Hermione's brain kept hiccoughing in confusion every time she tried to get properly angry. "Is your life always this peculiar?" she said at last.
Harry Potter's face gleamed with pride. "I make it that peculiar. You're looking at the product of a lot of hard work and elbow grease."
"So..." Hermione said, and trailed off awkwardly.
"So," Harry Potter said, "how much science do you know exactly? I can do calculus and I know some Bayesian probability theory and decision theory and a lot of cognitive science, and I've read The Feynman Lectures (or volume 1 anyway) and Judgment Under Uncertainty: Heuristics and Biases and Language in Thought and Action and Influence: Science and Practice and Rational Choice in an Uncertain World and Godel, Escher, Bach and A Step Farther Out and -"
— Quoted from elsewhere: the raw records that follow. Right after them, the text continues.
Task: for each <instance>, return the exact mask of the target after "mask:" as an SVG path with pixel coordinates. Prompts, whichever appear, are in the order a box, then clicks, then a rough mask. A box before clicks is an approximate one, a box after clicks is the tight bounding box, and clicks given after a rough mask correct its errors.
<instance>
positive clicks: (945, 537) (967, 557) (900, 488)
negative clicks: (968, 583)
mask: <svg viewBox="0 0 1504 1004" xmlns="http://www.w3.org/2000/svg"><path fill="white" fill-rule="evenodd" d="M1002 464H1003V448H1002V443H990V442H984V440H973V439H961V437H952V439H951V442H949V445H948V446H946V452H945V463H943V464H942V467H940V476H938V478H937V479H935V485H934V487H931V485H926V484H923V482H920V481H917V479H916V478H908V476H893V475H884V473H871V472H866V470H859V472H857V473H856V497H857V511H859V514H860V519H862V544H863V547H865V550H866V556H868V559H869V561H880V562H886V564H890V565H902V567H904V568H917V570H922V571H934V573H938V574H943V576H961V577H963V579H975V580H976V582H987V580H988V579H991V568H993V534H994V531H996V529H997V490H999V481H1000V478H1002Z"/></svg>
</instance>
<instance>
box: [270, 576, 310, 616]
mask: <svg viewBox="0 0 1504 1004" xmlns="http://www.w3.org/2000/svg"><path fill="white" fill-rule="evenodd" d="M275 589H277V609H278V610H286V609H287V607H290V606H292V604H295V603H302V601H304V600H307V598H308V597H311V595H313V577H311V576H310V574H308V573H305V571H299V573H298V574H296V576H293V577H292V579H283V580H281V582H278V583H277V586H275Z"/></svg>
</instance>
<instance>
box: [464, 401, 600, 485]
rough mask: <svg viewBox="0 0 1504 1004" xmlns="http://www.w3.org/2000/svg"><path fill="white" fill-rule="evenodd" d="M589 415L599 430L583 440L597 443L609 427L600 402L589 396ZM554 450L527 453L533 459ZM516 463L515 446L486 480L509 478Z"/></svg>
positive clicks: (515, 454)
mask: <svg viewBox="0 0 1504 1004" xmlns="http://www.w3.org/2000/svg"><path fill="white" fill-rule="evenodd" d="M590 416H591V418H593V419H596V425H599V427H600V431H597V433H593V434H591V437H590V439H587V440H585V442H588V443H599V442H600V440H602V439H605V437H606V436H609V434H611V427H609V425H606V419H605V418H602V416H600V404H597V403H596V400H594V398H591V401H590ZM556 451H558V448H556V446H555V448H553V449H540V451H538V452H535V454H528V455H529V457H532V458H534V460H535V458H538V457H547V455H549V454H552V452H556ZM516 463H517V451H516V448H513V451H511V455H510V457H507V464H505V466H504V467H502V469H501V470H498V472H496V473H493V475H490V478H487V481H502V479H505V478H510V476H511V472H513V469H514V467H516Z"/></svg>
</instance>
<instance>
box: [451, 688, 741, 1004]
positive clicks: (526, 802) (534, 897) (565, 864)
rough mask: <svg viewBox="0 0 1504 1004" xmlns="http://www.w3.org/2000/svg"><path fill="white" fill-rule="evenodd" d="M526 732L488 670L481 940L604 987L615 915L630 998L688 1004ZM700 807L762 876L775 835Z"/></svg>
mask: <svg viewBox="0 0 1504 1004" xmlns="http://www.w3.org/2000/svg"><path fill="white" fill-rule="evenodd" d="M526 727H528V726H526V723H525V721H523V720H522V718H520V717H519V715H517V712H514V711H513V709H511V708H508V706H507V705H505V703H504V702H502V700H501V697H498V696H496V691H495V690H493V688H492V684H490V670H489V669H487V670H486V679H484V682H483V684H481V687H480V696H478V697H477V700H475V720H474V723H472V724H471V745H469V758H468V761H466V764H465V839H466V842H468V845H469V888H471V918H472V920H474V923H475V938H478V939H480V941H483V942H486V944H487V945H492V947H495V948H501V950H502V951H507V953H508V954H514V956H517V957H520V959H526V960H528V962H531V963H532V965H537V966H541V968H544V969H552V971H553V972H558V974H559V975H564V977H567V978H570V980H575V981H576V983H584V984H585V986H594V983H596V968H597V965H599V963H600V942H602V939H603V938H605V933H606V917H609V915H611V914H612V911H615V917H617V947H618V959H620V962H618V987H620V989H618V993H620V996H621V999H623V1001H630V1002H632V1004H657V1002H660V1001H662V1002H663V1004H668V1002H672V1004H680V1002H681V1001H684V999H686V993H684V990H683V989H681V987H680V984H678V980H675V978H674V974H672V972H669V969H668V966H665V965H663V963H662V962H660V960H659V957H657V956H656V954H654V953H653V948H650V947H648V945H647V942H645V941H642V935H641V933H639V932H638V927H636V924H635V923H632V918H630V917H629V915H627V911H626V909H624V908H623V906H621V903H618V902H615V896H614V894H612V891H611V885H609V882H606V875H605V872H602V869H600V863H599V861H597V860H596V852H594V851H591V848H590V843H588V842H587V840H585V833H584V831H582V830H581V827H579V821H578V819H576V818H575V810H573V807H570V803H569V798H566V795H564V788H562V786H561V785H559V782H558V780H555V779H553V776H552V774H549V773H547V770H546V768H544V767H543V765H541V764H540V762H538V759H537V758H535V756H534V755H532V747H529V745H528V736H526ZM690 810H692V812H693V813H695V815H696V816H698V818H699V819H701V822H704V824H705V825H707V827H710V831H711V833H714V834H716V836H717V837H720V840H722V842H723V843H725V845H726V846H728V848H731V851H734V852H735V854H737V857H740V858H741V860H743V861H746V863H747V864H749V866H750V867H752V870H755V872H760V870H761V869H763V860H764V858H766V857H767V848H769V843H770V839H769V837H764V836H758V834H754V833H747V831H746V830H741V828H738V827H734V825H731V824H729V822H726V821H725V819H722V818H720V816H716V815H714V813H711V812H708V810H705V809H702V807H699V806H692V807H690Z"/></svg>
The ensuing quiz and counter-quiz went on for several minutes before being interrupted by another timid knock at the door. "Come in," she and Harry Potter said at almost the same time, and it slid back to reveal Neville Longbottom.
Neville was actually crying now. "I went to the front carriage and found a p-prefect but he t-told me that prefects weren't to be bothered over little things like m-missing toads."
The Boy-Who-Lived's face changed. His lips set in a thin line. His voice, when he spoke, was cold and grim. "What were his colours? Green and silver?"
"N-no, his badge was r-red and gold."
"Red and gold!" burst out Hermione. "But those are Gryffindor's colours!"
Harry Potter hissed at that, a frightening sort of sound that could have come from a live snake and made both her and Neville flinch. "I suppose," Harry Potter spat, "that finding some first-year's toad isn't heroic enough to be worthy of a Gryffindor prefect. Come on, Neville, I'll come with you this time, we'll see if the Boy-Who-Lived gets more attention. First we'll find a prefect who ought to know a spell, and if that doesn't work, we'll find a prefect who isn't afraid of getting their hands dirty, and if that doesn't work, I'll start recruiting my fans and if we have to we'll take apart the whole train screw by screw."
The Boy-Who-Lived stood up and grabbed Neville's hand in his, and Hermione realised with a sudden brain hiccough that they were nearly the same size, even though some part of her had insisted that Harry Potter was a foot taller than that, and Neville at least six inches shorter.
"Stay!" Harry Potter snapped at her - no, wait, at his trunk - and he closed the door behind him firmly as he left.